- Directed by: Ray Enright Busby Berkeley (musical sequences)
- Written by: Delmer Daves (original screenplay)
- Produced by: Jack L. Warner Hal B. Wallis
- Starring: Dick Powell Doris Weston Lee Dixon
- Cinematography: Arthur L. Todd Sidney Hickox (uncredited)
- Edited by: Thomas Pratt
- Music by: Heinz Roemheld
- Production company: Warner Bros. Pictures
- Distributed by: Warner Bros. Pictures
- Release date: July 3, 1937;
- Running time: 105 minutes
- Country: United States
- Language: English

= The Singing Marine =

1937 film by Busby Berkeley, Ray Enright

The Singing Marine is a 1937 American musical film directed by Ray Enright and Busby Berkeley and starring Dick Powell. It was the last of Powell's trio of service-related Warners films: 1934's Flirtation Walk paid tribute, of sorts, to the Army, and 1935's Shipmates Forever to the Navy. This one is distinguished by its two musical sequences directed by Busby Berkeley, and for introducing "The Song of the Marines".

==Plot==
Robert Brent, a shy rookie private in the Marine Corps from Arkansas, is discovered to have a wonderful singing voice and wins a talent contest in New York City (based on Major Bowes Amateur Hour). The prospect of radio stardom causes him to develop a swollen head; he finds a manager, Aeneas Phinney, starts touring as "the Singing Marine", and hesitates to sail to Shanghai with his unit. Eventually he follows his duty. In Shanghai, the Marines are shown tap dancing in uniform in dance halls and decide to start a nightclub. Brent's agent falsely claims he has been kidnapped by Chinese bandits (i.e., Communists). Brent also wins the heart of Peggy Randall, the restaurant cashier he was too nervous to tell he loves her. The film ends with a mass rendition by the Marines of "The Song of the Marines".

== Cast ==
- Dick Powell as Private Robert Brent
- Doris Weston as Peggy Randall
- Lee Dixon as Corporal Slim Baxter
- Hugh Herbert as Aeneas Phinney / Clarissa
- Jane Darwell as "Ma" Marine
- Allen Jenkins as Sergeant Mike Kelly
- Larry Adler as himself
- Marcia Ralston as Helen Young
- Guinn 'Big Boy' Williams as Dopey
- Veda Ann Borg as Diane
- Jane Wyman as Joan
- Berton Churchill as J. Montgomery Madison
- Eddie Acuff as Sam
- Henry O'Neill as Captain Skinner
- Addison Richards as Felix Fowler
- Unbilled players including Ward Bond, Richard Loo, and Doc Rockwell as himself

==Critical reception==
Variety described the film as "just a fair musical romance" that was let down by a mediocre storyline.
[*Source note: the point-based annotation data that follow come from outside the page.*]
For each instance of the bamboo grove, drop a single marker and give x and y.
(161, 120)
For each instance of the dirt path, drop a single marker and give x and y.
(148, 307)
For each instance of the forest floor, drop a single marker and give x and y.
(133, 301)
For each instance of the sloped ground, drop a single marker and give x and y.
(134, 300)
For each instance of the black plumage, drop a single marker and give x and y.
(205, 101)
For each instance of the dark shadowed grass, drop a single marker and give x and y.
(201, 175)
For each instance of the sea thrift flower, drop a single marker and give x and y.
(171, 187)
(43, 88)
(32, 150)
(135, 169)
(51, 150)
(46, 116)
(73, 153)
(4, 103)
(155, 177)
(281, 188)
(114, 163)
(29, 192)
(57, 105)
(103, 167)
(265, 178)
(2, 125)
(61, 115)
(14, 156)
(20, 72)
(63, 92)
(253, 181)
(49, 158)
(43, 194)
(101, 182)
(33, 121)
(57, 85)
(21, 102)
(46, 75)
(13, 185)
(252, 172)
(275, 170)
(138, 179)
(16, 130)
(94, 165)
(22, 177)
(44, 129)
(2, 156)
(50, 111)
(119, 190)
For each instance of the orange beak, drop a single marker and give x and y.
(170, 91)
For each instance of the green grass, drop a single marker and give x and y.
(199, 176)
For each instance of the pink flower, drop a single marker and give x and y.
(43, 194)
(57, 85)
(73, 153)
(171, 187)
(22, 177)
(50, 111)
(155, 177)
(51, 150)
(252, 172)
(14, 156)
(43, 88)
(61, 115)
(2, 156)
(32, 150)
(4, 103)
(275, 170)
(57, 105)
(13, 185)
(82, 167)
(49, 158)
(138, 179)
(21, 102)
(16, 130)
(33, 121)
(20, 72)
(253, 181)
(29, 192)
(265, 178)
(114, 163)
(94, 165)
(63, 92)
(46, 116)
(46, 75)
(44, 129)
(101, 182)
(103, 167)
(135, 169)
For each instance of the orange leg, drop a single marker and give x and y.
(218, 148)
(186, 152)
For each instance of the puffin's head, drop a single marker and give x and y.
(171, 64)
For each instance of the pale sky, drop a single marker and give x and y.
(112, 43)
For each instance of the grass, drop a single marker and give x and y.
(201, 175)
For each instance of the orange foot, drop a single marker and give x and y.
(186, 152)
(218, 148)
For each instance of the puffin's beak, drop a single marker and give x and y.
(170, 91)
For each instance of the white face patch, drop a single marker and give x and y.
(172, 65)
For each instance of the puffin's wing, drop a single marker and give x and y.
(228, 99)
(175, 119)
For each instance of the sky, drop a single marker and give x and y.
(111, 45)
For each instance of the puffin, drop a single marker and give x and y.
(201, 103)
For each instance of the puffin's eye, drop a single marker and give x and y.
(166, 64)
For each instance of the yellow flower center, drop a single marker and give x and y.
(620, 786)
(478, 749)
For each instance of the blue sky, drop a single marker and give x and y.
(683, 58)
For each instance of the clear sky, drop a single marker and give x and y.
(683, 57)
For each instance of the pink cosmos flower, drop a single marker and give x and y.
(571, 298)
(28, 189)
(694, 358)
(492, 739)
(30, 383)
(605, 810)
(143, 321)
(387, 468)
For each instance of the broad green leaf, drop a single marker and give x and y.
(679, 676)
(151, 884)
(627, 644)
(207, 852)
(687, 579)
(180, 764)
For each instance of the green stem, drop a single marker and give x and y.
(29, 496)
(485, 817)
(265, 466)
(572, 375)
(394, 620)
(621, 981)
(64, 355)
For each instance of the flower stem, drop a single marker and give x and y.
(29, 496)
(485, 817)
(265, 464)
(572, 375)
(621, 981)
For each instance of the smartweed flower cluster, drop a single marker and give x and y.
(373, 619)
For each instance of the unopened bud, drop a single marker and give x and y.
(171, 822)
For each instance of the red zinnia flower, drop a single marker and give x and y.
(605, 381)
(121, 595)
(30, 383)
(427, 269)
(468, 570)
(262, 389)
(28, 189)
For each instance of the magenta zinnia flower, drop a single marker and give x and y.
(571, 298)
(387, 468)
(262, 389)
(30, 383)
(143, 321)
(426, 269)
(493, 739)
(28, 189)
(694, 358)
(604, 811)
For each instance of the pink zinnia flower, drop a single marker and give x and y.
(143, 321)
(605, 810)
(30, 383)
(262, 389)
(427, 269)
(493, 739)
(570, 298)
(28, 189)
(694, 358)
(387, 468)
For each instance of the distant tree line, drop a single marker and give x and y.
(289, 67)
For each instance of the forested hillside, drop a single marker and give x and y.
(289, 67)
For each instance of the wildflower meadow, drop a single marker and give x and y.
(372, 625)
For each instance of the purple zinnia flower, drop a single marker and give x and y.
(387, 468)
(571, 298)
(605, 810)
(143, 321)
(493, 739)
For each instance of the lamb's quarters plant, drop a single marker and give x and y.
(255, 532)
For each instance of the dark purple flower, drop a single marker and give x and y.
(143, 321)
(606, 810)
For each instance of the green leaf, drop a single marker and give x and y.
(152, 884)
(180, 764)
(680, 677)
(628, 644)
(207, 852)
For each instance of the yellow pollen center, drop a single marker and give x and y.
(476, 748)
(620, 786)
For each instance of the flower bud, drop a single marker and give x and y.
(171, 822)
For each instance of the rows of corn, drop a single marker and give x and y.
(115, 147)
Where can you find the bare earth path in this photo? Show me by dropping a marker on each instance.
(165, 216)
The reviewer commented, "Songs are ok, comedy is pleasing, story is strictly musical comedy and the casting adequate."

Modern Screen’s Leo Townsend described the film as "pleasant, but not startlingly original." He noted Dick Powell’s performance as "smooth and effective, even though the picture around him doesn’t offer the type of support to which he has become accustomed."